One of our big problems, with respect to health care costs, is that overall we're a pretty sick society.  For example, Canadians have superior health outcomes, as compared to the U.S., and universal health-care coverage, all for roughly half of what we pay.  Canada is single payer.

Why are we so unhealthy?  Through a large and growing body of high-quality science, we now know we, as a society, make unhealthy lifestyle choices -- especially diet.  Simply stated, we eat too much animal and not enough plant.  Michael Pollen sums this up in the opening three sentences of his book, In Defense of Food: An Eater's Manifesto: "Eat food.  Not too much.  Mostly plants."  By "Eat food" he means real food, as opposed to the highly processed, loaded with non-food chemicals, nutrition-removed stuff made by our "food" companies; "real" foods are bits of plants and animals as nature made them, the kinds of foodstuffs we've evolved to eat. 

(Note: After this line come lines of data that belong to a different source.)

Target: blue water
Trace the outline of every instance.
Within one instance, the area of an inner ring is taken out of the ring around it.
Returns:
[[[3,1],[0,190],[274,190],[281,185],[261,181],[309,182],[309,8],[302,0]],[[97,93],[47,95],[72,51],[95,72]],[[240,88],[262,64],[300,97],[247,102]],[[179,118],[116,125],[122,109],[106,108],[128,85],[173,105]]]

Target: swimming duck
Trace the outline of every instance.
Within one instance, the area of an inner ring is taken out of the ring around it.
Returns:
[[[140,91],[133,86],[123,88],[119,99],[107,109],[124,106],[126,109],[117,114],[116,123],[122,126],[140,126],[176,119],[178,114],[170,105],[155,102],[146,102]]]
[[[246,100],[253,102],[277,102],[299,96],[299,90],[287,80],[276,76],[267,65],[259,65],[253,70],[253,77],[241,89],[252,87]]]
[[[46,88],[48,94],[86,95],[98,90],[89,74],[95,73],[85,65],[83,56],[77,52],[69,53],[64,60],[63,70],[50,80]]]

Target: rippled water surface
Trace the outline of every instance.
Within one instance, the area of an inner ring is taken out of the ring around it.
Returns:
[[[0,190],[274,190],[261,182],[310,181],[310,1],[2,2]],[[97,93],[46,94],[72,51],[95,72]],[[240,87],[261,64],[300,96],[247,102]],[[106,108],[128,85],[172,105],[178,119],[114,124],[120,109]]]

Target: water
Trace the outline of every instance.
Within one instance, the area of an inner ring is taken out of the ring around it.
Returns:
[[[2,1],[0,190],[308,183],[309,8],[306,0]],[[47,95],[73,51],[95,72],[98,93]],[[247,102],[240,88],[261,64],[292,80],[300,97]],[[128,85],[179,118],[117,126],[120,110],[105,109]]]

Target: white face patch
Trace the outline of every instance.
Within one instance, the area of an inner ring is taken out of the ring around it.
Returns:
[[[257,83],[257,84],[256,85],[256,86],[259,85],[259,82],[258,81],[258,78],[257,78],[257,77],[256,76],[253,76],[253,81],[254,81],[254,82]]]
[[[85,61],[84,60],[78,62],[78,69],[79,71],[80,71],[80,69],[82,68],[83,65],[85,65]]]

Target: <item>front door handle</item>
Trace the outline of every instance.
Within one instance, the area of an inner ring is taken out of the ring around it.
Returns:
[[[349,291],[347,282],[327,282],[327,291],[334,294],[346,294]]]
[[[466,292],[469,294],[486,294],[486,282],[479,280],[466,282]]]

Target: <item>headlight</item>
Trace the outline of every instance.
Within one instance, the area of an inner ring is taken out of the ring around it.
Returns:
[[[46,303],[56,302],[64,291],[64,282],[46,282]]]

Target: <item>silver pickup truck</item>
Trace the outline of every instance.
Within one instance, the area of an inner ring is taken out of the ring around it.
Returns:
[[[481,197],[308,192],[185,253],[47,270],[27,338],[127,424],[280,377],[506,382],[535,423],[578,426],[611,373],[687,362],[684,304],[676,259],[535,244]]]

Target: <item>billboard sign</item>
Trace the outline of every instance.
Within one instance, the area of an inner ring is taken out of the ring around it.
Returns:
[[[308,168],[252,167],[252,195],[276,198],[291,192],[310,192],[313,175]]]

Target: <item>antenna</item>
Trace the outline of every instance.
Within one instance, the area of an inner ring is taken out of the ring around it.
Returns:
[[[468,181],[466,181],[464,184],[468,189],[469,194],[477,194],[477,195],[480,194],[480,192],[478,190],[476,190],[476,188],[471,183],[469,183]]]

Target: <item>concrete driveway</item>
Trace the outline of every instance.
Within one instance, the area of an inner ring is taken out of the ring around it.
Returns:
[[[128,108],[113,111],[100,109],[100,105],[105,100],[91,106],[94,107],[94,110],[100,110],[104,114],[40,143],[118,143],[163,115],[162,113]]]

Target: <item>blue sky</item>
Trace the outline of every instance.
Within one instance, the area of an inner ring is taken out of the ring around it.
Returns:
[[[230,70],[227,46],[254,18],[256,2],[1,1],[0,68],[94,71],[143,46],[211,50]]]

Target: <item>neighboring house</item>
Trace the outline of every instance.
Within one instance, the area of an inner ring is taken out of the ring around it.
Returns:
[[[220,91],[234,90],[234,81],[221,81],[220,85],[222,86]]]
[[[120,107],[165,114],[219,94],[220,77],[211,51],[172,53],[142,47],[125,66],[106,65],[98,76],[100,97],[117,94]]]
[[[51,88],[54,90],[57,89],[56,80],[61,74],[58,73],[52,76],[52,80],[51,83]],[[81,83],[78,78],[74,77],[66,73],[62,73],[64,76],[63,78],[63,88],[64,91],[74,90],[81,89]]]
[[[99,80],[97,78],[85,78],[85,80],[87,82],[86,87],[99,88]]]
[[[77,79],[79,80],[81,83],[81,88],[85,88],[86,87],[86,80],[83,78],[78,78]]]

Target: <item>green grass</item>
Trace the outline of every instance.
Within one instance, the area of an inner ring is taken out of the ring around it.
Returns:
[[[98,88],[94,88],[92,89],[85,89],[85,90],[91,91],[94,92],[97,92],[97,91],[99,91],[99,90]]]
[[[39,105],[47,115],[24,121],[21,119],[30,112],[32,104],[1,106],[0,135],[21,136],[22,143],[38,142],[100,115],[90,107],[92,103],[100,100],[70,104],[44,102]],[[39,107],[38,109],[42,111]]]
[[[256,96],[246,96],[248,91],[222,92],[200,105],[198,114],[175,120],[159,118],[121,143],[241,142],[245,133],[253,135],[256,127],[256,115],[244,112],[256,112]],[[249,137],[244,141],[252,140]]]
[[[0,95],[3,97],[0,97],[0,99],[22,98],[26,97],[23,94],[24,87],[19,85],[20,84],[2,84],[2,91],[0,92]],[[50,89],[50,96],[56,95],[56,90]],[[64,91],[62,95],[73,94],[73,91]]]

This conclusion is not new.  The earliest to notice this that I know of, was Nathan Pritikin back in the 1950'.  He adopted what eventually became known as the Pritikin Diet, a low-fat vegan diet.  He popularized his healthy lifestyle and diet with the publication of "The Pritikin Program for Diet and Exercise" in the 1970's; the book sold millions of copies and stayed on the New York Times Bestseller List for a year.

Since the 1970's the sciences of lifestyle health has progressed.  As shown during Greger's talk, it's now clear that the majority of what we die from here in the U.S. is self-inflicted by choosing an unhealthy lifestyle.  T. Colin Campbell, first author of the book The China Study, also came to a similar conclusion based upon a very conservative analysis of our death statistic (overly conservative in my view) -- poor diet is the leading cause of death in the U.S.  Why this is so will be the topic of a future post.

There's also the so-called Blue Zone research looking at the places where people live the longest and healthiest -- places like Okinawa, Japan; the  highland area of the island of Sardinia, Italy; Nicoya, Costa Rica; Ikaria, Greece; and the Seventh Day Adventists in Loma Linda, California.  All these peoples have a lot of lifestyle factors in common besides just living longer and living healthier.  They all follow Michael Pollen's dietary dictums.  For more info, see Dan Buettner's TED talk "How to live to be 100+".

We're learning one of the ways a good diet can improve health is the new science of epigenetics.  When I took genetics back around 1970, we were taught that inheritance operates exclusively through DNA encodings of genes.   In fact, my textbook's authors went out of their way to denounce a competing theory of inheritance popularized by the French researcher Jean-Baptiste Lamarck, known as the inheritance of acquired characteristics, or Lamarckian inheritance.  Lamarck's idea was that individual organism's adaptations to their environment can be passed down to succeeding generations.  We now know Lamarck was right, there's a second mechanism of inheritance, what we now call epigenetics.

Lifestyle can change the epigenetic expression of genes in humans.  Diet, healthy or unhealthy, can change the expression of our genes.  Turns out this is an important part of how diet affects our health.  In short, we're beginning to understand some of the mechanisms of how a healthy diet improves our health.  For more on this, watch Dean Ornish's TED talk Your Genes Are Not Your Fate.

What this new scientific understand means is that we now have a great opportunity to significantly improve our health, extend our lifespan, extend our healthspan, and substantially lower our medical costs, simply by improving our lifestyle -- put bluntly, by refraining from continuing to commit mass suicide through an unhealthy lifestyle.  We can each do this individually by simply adopting a healthy lifestyle.  We can also do this as a society by adopting rational public policy based upon what science says will improve our health, as opposed to the more common class-warfare-based public policy that is so widespread today. 

Coupled with a single-payer health-care system, adopting a healthy lifestyle can simultaneously improve our health and lower our health-care costs for all of us.